A recent chat on the BrightFocus website is called Surviving Without Driving. Here’s the link to the entire transcript. (link) Here are some of the important points from this wonderful chat.

The chat begins with the subject of cognitive decline and driving. A decrease in vision, hearing, and reflexes can happen so slowly that we might not be aware of it. Some red flags to suspect that driving is coming to an end:

  • Driving too slow with others blowing their horns and everyone passing.
  • Difficulty merging into traffic or making a left turn because of a decreasing judgment of the speed of oncoming cars.
  • Stepping on the gas instead of the brake pedal.
  • Having trouble with the signal light to know when it is red and when it is green.
  • Getting lost and having trouble finding the way home.

On our own, we might give up nighttime driving. We also may avoid driving at times when we know traffic is heavy. We also might use streets that don’t have as much traffic.

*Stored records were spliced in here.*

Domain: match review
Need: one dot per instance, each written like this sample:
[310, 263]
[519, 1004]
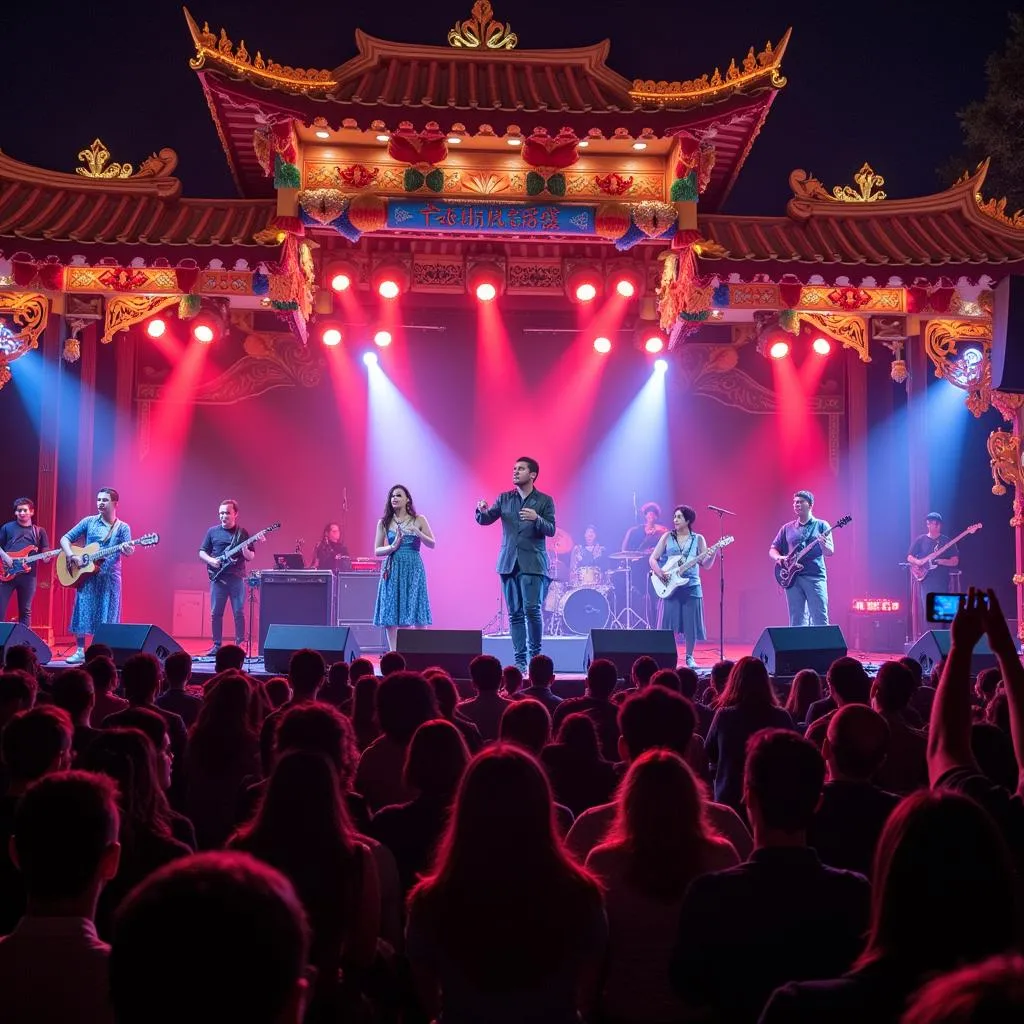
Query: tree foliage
[993, 127]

Additional ways to make driving safer:

  • Keeping the radio off will help concentration.
  • Don’t eat while driving.
  • Don’t talk with your hands.
  • Don’t answer your cell phone while driving.
  • Avoid copiloting. This means that the driver with low vision has someone in the passenger seat who helps with directions.  

So, what can help? How can you go to the places you want to go without being risky to yourself or others?

Rides in Sight and ITN. These programs are community-based systems that meet transportation needs.  There are about 9,000 transportation services in the Rides in Sight database at RidesinSight.org or call 855-607-4337. That hotline is open from 8 a.m. to 5 p.m. Monday through Friday. (Eastern time) The hotline can tell what is available where you live.

If there isn’t a service, ITNCountry.org can help set it up. Here is the number to call – 207-857-9001.

As mentioned at the beginning of this blog, the info for this chat comes from the BrightFocus Macular Chat.

One final comment – We don’t want to wait until after an accident to decide it’s time to stop driving. One more final question – Do we want our grandchildren in the car when we’re driving?